Orthodox Jewish entrepreneurs running start-up technology companies in Israel flew to London this week to present to UK-based investors in a first-of-its-kind event.
Six companies, most founded by Charedi engineers only last year, pitched their ideas to a professional audience at TechSpace in Shoreditch on Tuesday morning, with organisers promising similar events in the future.
Earlier, on Monday evening, Israel’s Ambassador Mark Regev told the delegation that “your success is Israel’s success,” at a private event in north London.
Reflecting on Israel’s economic and social challenges, including the under-representation of Orthodox Jews in high-technology industries, he said: “Thanks to the hard work and ingenuity of innovators like you, the Jewish state today stands out as the innovation nation.”
In recent months the Israeli government has given several Charedi start-ups grants of up to £1 million, while entrepreneurship and innovation centres have opened in Jerusalem, Ashdod and Bnei Brak, and venture capitalists have begun taking stakes.
Despite that, Tuesday’s event was still a new experience both for the Charedi presenters and for UK-based investors used to hearing from Israeli start-ups founded by secular and Modern Orthodox Israelis, but never before from a specifically Charedi tech offering.
This week’s Orthodox start-up showcase was organised by technology “scalerator” BizLabs.
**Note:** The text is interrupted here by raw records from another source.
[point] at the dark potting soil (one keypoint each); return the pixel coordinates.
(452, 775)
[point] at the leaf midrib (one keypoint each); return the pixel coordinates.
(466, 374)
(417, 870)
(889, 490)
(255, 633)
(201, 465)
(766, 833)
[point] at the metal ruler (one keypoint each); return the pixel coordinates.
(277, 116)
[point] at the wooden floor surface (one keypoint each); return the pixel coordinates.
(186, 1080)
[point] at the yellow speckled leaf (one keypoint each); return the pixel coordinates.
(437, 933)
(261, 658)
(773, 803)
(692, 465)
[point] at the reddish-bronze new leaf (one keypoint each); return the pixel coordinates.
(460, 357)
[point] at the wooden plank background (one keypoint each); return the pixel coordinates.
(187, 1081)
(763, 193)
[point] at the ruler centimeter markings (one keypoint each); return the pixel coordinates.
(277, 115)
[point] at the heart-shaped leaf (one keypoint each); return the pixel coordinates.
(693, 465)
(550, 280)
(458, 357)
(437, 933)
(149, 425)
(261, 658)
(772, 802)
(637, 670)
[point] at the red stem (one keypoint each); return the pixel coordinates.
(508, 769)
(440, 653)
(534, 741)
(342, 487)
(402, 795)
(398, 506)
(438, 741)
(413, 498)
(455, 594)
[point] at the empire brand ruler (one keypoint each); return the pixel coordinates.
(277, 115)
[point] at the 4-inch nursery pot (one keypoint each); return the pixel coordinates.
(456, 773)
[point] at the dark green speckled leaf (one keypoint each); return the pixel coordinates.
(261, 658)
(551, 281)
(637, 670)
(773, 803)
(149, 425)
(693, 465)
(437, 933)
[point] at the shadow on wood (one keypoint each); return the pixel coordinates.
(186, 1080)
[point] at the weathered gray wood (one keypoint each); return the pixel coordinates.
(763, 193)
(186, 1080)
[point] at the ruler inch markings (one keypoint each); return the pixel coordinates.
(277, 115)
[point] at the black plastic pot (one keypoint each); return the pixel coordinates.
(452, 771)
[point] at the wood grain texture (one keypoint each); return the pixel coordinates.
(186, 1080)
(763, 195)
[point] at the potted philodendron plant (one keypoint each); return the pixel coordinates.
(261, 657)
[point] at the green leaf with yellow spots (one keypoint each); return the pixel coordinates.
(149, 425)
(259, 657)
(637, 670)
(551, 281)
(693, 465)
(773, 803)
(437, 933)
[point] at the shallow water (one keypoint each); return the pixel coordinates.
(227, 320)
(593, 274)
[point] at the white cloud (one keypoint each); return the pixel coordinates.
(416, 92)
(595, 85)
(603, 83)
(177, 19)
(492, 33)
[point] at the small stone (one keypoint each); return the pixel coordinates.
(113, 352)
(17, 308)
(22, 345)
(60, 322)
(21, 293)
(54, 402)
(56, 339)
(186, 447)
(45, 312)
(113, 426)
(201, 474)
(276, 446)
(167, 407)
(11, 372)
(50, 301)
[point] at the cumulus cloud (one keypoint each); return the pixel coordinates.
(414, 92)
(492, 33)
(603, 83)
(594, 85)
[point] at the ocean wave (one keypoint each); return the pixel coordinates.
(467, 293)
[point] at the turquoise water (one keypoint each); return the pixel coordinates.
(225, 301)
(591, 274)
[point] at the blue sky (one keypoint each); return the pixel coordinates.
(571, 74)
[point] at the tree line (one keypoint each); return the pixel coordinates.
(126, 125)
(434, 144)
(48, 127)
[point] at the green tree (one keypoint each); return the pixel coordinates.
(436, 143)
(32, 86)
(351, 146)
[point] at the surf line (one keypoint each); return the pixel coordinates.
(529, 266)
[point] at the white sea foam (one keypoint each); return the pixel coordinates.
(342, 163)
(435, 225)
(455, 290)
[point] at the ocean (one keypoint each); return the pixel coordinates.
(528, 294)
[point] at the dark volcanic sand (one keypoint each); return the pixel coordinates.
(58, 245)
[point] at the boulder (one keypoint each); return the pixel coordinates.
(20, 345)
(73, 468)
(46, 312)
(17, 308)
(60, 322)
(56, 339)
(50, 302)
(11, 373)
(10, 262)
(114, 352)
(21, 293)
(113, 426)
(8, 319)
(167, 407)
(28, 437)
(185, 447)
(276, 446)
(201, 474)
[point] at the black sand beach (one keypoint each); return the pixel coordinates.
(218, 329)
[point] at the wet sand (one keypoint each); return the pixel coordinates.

The six presenting companies represented the first BizLabs cohort, now approaching the completion of a five-month support programme in Israel, which has included training and mentoring from companies such as Google.
“This was actually only our second ever presentation,” said Yisroel Yakovson, chief executive of NoStack, one of the six Orthodox start-ups, speaking to Jewish News moments after his presentation. “Our first was a practice-run in Israel last week.”
Among the business ideas unveiled were “smart glasses” to help blind people navigate, an organic solution to cut Botrytis damage, app-operated clothing to assist in pain management, an “electronic butler” and even an AI-based model to cut queues.
London-based Benjamin Schimmel, 29, whose family’s philanthropic foundation supports the initiative, said: “It’s a unique event. I haven’t come across many Charedi start-ups in London but the start-ups [presenting] here have done something amazing. They have come this far against all odds. I wish them good luck.”
David Bloom, a partner at the Goldacre investment house in the UK, said “in one sense I’m not surprised at all” at the prospect of Charedi high-tech entrepreneurs, “because innovation comes from looking at things differently, that’s where real change happens”.
He added: “The [Orthodox] community has an amazing insight in to ways of doing things, to problems that need addressing, that perhaps the mainstream venture capital world doesn’t see.
“That comes with challenges as to how you unlock that, but on the other hand the possibilities of unbelievable innovation coming out of these programmes is actually quite high.”
The programme has had support from the Kemach Foundation, set up in 2008 by London-based businessman and philanthropist Leo Noe, and by Achim Global Foundation, which operates an Orthodox business social network.